The problem is that the Management Company must enforce proceedings not me. So I will have to get my Solicitors to act against the MC as this situation is driving me mad. Normal noise I will put up with, but a constant banging, from 6 in the morning to 12 at night just does my head in. The properties were originally sold in the '80s for their soundproofing. It takes one jerk in a new millenium to mess it up for everybody.


----------



## jaykayphd (7 Oct 2010)

mercman said:


> *Apartment living is governed by the Lease applicable to the apartments*. If you placed a wooden floor in your apartment, then you could be forced to remove same if the Lease states a No No to wooden floors. You might be converting back again.


 
I assume your own lease says that you have to pay your service charges on time each year or quarter! By withholding these charges you are probably breaking your lease agreement and cannot be helping your cause.


----------



## mercman (7 Oct 2010)

Maybe, but the Management Company have broken the terms of the lease three years ago by allowing the wooden floor to be installed. And a Jacuzzi Bath and electic Power Showers. How many thies does one have to write to ensure the terms of the lease are acted upon. IMO let the owner of the apartment above pay the charges. In fact as far I know he is in arrears for three years on his own property. Sent him registered letters and he has done nothing.


----------



## Complainer (7 Oct 2010)

Have you considered running for Director of the management company yourself?


----------



## mercman (7 Oct 2010)

No thanks. For what purpose ?


----------



## jaykayphd (7 Oct 2010)

mercman said:


> No thanks. For what purpose ?


 
So that people like you and your neighbour above pay their fees as per your lease and that a sterner attitude is adopted by the board of directors.


----------



## dahamsta (7 Oct 2010)

If it's subject to a court order and talking to them isn't working, can you not revert to the court?


----------



## missdaisy (7 Oct 2010)

I think the only way you can achieve anything is by taking action against the management company. From what you say the Court Order is an Order in favour of the management company against the property owner. I don't think you can enforce that as a person who would benefit from it being enforced, I think you will have to pursue management company to enforce it. This of course means legal costs for you.

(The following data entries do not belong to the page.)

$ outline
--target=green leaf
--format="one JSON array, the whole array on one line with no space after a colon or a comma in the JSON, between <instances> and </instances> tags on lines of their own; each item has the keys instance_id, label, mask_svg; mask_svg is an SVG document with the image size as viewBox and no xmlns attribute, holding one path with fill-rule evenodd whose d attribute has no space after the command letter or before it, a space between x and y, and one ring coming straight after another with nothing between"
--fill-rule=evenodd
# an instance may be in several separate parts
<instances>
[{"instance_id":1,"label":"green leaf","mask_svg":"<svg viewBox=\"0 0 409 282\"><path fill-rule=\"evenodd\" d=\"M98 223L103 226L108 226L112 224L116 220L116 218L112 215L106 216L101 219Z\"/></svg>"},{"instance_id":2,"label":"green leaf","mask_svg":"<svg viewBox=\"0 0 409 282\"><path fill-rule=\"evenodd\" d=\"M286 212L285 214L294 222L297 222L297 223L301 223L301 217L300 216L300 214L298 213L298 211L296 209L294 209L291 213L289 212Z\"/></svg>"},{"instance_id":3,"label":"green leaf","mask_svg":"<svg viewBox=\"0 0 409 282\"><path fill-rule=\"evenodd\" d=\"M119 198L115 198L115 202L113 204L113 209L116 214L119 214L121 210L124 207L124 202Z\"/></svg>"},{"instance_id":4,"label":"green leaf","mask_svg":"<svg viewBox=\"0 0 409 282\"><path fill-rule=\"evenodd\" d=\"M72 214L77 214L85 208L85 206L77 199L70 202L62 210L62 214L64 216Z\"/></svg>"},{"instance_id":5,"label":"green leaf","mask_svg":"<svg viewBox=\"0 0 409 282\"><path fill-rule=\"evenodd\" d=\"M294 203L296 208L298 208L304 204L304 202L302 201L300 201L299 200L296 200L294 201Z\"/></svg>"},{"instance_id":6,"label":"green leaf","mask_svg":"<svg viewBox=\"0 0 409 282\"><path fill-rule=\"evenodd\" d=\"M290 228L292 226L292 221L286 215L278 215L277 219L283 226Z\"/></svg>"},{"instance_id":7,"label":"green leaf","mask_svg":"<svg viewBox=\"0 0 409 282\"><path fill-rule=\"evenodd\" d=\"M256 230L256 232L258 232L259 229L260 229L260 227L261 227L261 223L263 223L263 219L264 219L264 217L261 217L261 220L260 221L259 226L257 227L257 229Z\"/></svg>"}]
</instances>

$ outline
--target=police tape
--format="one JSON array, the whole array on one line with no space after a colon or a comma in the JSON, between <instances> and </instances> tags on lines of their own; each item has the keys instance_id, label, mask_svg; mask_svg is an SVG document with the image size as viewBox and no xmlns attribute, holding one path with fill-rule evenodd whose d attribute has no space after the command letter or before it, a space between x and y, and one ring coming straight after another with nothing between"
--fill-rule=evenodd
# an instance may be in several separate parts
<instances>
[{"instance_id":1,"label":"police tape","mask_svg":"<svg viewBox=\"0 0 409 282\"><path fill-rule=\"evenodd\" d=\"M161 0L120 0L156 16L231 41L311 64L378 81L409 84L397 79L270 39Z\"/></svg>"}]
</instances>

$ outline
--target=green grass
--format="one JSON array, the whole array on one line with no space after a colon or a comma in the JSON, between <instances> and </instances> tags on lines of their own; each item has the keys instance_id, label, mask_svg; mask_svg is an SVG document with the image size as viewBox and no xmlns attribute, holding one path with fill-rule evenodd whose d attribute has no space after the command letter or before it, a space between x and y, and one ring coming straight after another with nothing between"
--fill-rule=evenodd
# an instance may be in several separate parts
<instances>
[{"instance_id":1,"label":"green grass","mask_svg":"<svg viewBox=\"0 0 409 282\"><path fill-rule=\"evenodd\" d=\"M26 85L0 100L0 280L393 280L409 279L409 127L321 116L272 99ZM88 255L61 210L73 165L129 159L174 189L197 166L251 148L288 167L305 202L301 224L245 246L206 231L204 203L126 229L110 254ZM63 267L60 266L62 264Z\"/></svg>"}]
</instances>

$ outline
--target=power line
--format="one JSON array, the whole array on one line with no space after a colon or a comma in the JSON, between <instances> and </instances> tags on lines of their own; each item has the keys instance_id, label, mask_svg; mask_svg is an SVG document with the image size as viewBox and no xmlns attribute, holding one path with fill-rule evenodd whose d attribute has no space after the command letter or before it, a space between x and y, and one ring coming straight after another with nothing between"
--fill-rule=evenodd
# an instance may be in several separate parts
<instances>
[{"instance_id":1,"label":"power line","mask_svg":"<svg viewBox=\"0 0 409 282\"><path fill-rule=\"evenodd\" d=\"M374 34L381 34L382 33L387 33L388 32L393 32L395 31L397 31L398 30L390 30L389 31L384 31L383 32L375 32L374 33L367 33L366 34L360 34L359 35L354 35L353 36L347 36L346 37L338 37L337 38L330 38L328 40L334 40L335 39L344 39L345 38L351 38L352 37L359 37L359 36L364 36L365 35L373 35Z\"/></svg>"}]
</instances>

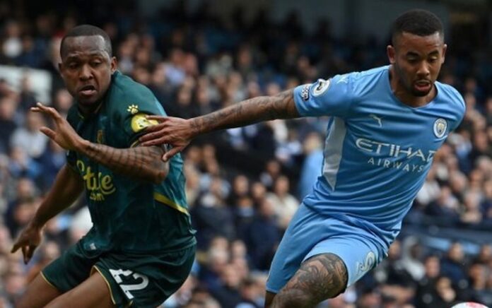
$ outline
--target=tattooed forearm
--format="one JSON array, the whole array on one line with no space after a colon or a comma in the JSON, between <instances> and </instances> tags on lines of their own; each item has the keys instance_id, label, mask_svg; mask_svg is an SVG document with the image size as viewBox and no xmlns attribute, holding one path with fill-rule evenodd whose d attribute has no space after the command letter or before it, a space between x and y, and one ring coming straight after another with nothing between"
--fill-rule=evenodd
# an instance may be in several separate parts
<instances>
[{"instance_id":1,"label":"tattooed forearm","mask_svg":"<svg viewBox=\"0 0 492 308\"><path fill-rule=\"evenodd\" d=\"M197 135L239 127L275 119L293 119L299 113L294 103L293 89L275 96L259 96L246 100L211 114L193 119L192 127Z\"/></svg>"},{"instance_id":2,"label":"tattooed forearm","mask_svg":"<svg viewBox=\"0 0 492 308\"><path fill-rule=\"evenodd\" d=\"M344 261L332 254L320 254L303 263L274 300L273 307L314 307L344 292L347 284Z\"/></svg>"},{"instance_id":3,"label":"tattooed forearm","mask_svg":"<svg viewBox=\"0 0 492 308\"><path fill-rule=\"evenodd\" d=\"M88 142L79 152L113 172L136 179L160 183L168 174L168 164L160 160L159 147L115 148Z\"/></svg>"}]
</instances>

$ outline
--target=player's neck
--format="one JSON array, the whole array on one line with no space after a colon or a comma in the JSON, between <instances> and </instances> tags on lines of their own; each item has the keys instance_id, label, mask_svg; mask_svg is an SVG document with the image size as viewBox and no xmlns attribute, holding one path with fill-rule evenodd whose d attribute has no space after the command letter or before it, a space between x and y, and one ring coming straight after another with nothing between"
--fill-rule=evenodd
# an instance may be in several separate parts
<instances>
[{"instance_id":1,"label":"player's neck","mask_svg":"<svg viewBox=\"0 0 492 308\"><path fill-rule=\"evenodd\" d=\"M390 84L391 85L393 95L400 102L412 107L418 107L425 106L435 97L437 93L435 85L433 85L432 89L426 95L416 96L403 85L402 81L398 78L398 75L393 71L394 69L392 66L390 70Z\"/></svg>"}]
</instances>

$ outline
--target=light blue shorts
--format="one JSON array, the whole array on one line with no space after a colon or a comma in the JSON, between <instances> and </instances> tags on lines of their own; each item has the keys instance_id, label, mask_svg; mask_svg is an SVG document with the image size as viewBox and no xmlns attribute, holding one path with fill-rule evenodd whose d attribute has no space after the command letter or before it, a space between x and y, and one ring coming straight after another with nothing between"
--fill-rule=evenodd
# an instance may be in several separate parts
<instances>
[{"instance_id":1,"label":"light blue shorts","mask_svg":"<svg viewBox=\"0 0 492 308\"><path fill-rule=\"evenodd\" d=\"M275 254L266 290L278 293L303 261L328 253L338 256L345 263L348 287L374 268L387 252L386 247L365 229L322 215L302 203Z\"/></svg>"}]
</instances>

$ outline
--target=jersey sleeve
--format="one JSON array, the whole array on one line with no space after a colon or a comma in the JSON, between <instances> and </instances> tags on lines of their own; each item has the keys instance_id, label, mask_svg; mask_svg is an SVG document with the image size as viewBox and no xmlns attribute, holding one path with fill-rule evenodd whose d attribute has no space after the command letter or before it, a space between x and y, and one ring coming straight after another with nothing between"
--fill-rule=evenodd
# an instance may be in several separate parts
<instances>
[{"instance_id":1,"label":"jersey sleeve","mask_svg":"<svg viewBox=\"0 0 492 308\"><path fill-rule=\"evenodd\" d=\"M66 115L66 121L69 122L71 126L74 128L74 129L76 129L76 118L78 117L78 112L77 111L77 107L76 106L74 105L72 106L69 109ZM77 153L74 151L74 150L67 150L66 151L66 164L78 172L77 170Z\"/></svg>"},{"instance_id":2,"label":"jersey sleeve","mask_svg":"<svg viewBox=\"0 0 492 308\"><path fill-rule=\"evenodd\" d=\"M147 115L167 115L150 90L139 96L136 100L138 102L129 102L122 106L124 109L121 119L126 136L125 143L129 148L138 144L138 138L145 134L146 128L158 123L156 120L146 119Z\"/></svg>"},{"instance_id":3,"label":"jersey sleeve","mask_svg":"<svg viewBox=\"0 0 492 308\"><path fill-rule=\"evenodd\" d=\"M346 117L353 97L351 77L350 74L336 75L296 87L294 101L299 114L304 117Z\"/></svg>"}]
</instances>

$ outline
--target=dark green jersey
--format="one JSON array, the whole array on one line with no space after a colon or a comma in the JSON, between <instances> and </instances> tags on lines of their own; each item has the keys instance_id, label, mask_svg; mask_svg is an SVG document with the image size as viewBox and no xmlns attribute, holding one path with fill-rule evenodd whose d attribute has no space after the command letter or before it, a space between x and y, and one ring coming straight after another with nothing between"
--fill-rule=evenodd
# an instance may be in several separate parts
<instances>
[{"instance_id":1,"label":"dark green jersey","mask_svg":"<svg viewBox=\"0 0 492 308\"><path fill-rule=\"evenodd\" d=\"M126 148L134 146L153 124L146 114L165 113L150 90L117 71L97 112L84 117L76 104L67 119L84 139ZM83 239L88 248L148 251L184 248L195 242L179 155L170 160L169 174L159 184L115 174L74 151L69 151L67 158L86 184L93 223Z\"/></svg>"}]
</instances>

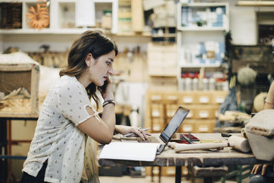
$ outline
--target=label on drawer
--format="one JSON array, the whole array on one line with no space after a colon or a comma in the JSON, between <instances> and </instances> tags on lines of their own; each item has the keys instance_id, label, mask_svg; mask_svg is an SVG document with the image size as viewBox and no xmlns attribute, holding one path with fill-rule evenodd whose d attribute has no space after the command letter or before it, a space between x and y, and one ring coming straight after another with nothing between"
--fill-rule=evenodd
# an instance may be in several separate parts
<instances>
[{"instance_id":1,"label":"label on drawer","mask_svg":"<svg viewBox=\"0 0 274 183\"><path fill-rule=\"evenodd\" d=\"M200 118L208 118L208 111L200 111L199 112L199 117Z\"/></svg>"},{"instance_id":2,"label":"label on drawer","mask_svg":"<svg viewBox=\"0 0 274 183\"><path fill-rule=\"evenodd\" d=\"M160 130L161 130L161 126L158 124L153 124L153 126L152 127L152 130L155 132L160 131Z\"/></svg>"},{"instance_id":3,"label":"label on drawer","mask_svg":"<svg viewBox=\"0 0 274 183\"><path fill-rule=\"evenodd\" d=\"M192 127L192 125L184 125L183 126L183 131L184 132L192 132L192 129L193 129L193 127Z\"/></svg>"},{"instance_id":4,"label":"label on drawer","mask_svg":"<svg viewBox=\"0 0 274 183\"><path fill-rule=\"evenodd\" d=\"M209 99L208 97L200 97L199 101L201 103L208 103Z\"/></svg>"},{"instance_id":5,"label":"label on drawer","mask_svg":"<svg viewBox=\"0 0 274 183\"><path fill-rule=\"evenodd\" d=\"M151 100L160 100L161 99L160 95L152 95Z\"/></svg>"},{"instance_id":6,"label":"label on drawer","mask_svg":"<svg viewBox=\"0 0 274 183\"><path fill-rule=\"evenodd\" d=\"M193 99L191 97L184 97L183 101L186 103L191 103L193 101Z\"/></svg>"},{"instance_id":7,"label":"label on drawer","mask_svg":"<svg viewBox=\"0 0 274 183\"><path fill-rule=\"evenodd\" d=\"M199 126L199 129L198 129L198 130L199 130L199 132L208 132L208 126Z\"/></svg>"},{"instance_id":8,"label":"label on drawer","mask_svg":"<svg viewBox=\"0 0 274 183\"><path fill-rule=\"evenodd\" d=\"M223 103L225 101L224 97L217 97L215 99L216 103Z\"/></svg>"},{"instance_id":9,"label":"label on drawer","mask_svg":"<svg viewBox=\"0 0 274 183\"><path fill-rule=\"evenodd\" d=\"M160 117L160 112L159 112L159 110L153 110L153 111L152 111L152 117Z\"/></svg>"},{"instance_id":10,"label":"label on drawer","mask_svg":"<svg viewBox=\"0 0 274 183\"><path fill-rule=\"evenodd\" d=\"M167 97L169 100L177 100L177 96L169 95Z\"/></svg>"},{"instance_id":11,"label":"label on drawer","mask_svg":"<svg viewBox=\"0 0 274 183\"><path fill-rule=\"evenodd\" d=\"M186 117L186 118L192 118L193 116L192 112L190 111Z\"/></svg>"},{"instance_id":12,"label":"label on drawer","mask_svg":"<svg viewBox=\"0 0 274 183\"><path fill-rule=\"evenodd\" d=\"M172 117L175 112L175 110L168 110L166 111L166 115L168 117Z\"/></svg>"}]
</instances>

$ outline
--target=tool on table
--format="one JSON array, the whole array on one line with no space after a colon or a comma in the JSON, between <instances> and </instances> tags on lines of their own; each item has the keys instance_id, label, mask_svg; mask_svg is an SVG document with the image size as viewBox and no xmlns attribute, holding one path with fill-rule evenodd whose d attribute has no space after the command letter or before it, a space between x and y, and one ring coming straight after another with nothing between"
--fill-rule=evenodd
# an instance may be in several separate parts
<instances>
[{"instance_id":1,"label":"tool on table","mask_svg":"<svg viewBox=\"0 0 274 183\"><path fill-rule=\"evenodd\" d=\"M190 140L190 138L187 138L184 134L182 134L182 136L186 141L186 142L188 142L189 144L192 144L192 141ZM190 138L190 136L189 136Z\"/></svg>"},{"instance_id":2,"label":"tool on table","mask_svg":"<svg viewBox=\"0 0 274 183\"><path fill-rule=\"evenodd\" d=\"M142 129L142 130L144 130L144 131L147 131L147 130L150 130L150 127L147 127L147 128L145 128L145 129ZM127 136L129 136L133 135L133 134L135 134L134 133L129 133L129 134L124 135L123 137L127 137Z\"/></svg>"},{"instance_id":3,"label":"tool on table","mask_svg":"<svg viewBox=\"0 0 274 183\"><path fill-rule=\"evenodd\" d=\"M229 137L229 136L232 136L232 134L229 134L229 133L226 133L226 132L221 132L221 135L223 137Z\"/></svg>"},{"instance_id":4,"label":"tool on table","mask_svg":"<svg viewBox=\"0 0 274 183\"><path fill-rule=\"evenodd\" d=\"M188 150L197 149L209 149L214 148L219 148L224 147L232 147L233 148L239 150L242 152L248 152L250 151L249 143L247 138L241 136L231 136L228 138L228 142L221 143L199 143L199 144L171 144L171 147L173 147L175 152Z\"/></svg>"}]
</instances>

Are there any others in your apartment block who would roll in with you to take this kind of action?


----------



## Complainer (7 Oct 2010)

mercman said:


> No thanks. For what purpose ?


So that you get to influence what the mgmt company does from the inside.


----------



## missdaisy (7 Oct 2010)

I have to say Complainer that there is a good portion of what you've said on askaboutmoney I haven't agreed with but I do agree with the advice for mercman to get involved in the management company as a resident. That way OP you can put your situation to other residents and you might get a mojority decision to enforce the order against this property owner.


----------



## mercman (7 Oct 2010)

Perhaps Complainer after thinking about it. I am not a full time resident there, just a part time occupier and family when in Dublin for business etc. Had a tenant from an Embassy previously but they left as the noise was too intense. This is ongoing for over three years and whilst others state that I should pay my MCharges, I say for what. After hundreds of letters and phone calls, it is for me to bring my Solicitors on board again. What a nightmare.


----------



## Complainer (7 Oct 2010)

mercman said:


> d whilst others state that I should pay my MCharges, I say for what.



Because you're a shareholder in the management company. You own part of it. If you don't pay the charge, how can you expect it to do its business?


----------



## mercman (7 Oct 2010)

I have paid every year prior to this year and it has done me no good. There have been occasions when we have had to move out of our own property as it was so noisy... but the MC still did nothing. They refused to make an inspection.


----------



## mercman (29 Oct 2010)

The MC annual meeting was held earlier this week. As mentioned previously I have not paid my fees this year yet. The apartment overhead has not paid his either for the past three years. A photo was taken of the overhead apartment by a contractor working for the M Agent and yes the wooden floor has not been covered, nor have the marble tiles in the kitchen or bathroom been changed. 

And to add insult to injury there appears to be a change in tenants above - a number of students I think. And believe me it is like a heard of elephants walking above me. As the MC drag on and on, I have decided to instruct my solicitors to issue proceedings against the MC to have the Court order implemented. As well as that I will have to get the sound experts that I used previously to undergo sound tests. And the power shower has been reconnected, but according to the M Agent this was not part of the Court case as it was forgotten. The works undertaken at the property are in breach of the lease but this was not challenged by the MC. 

Ideas please.


----------



## ajapale (6 Nov 2010)

mercman said:


> Ideas please.



Have you actually discussed your proposed course of action with your solicitors? What do they advise?


----------



## mercman (6 Nov 2010)

With my main firm, No Not yet as the solicitor that acted for me previously has been off very ill. Mentioned it to the Barrister while passing in the Four Courts and he is willing to act again for me. In fact will do a note to the solicitor over the weekend as this has gone on for too long and the owner above is simply sniggering at the Management Co and myself.


----------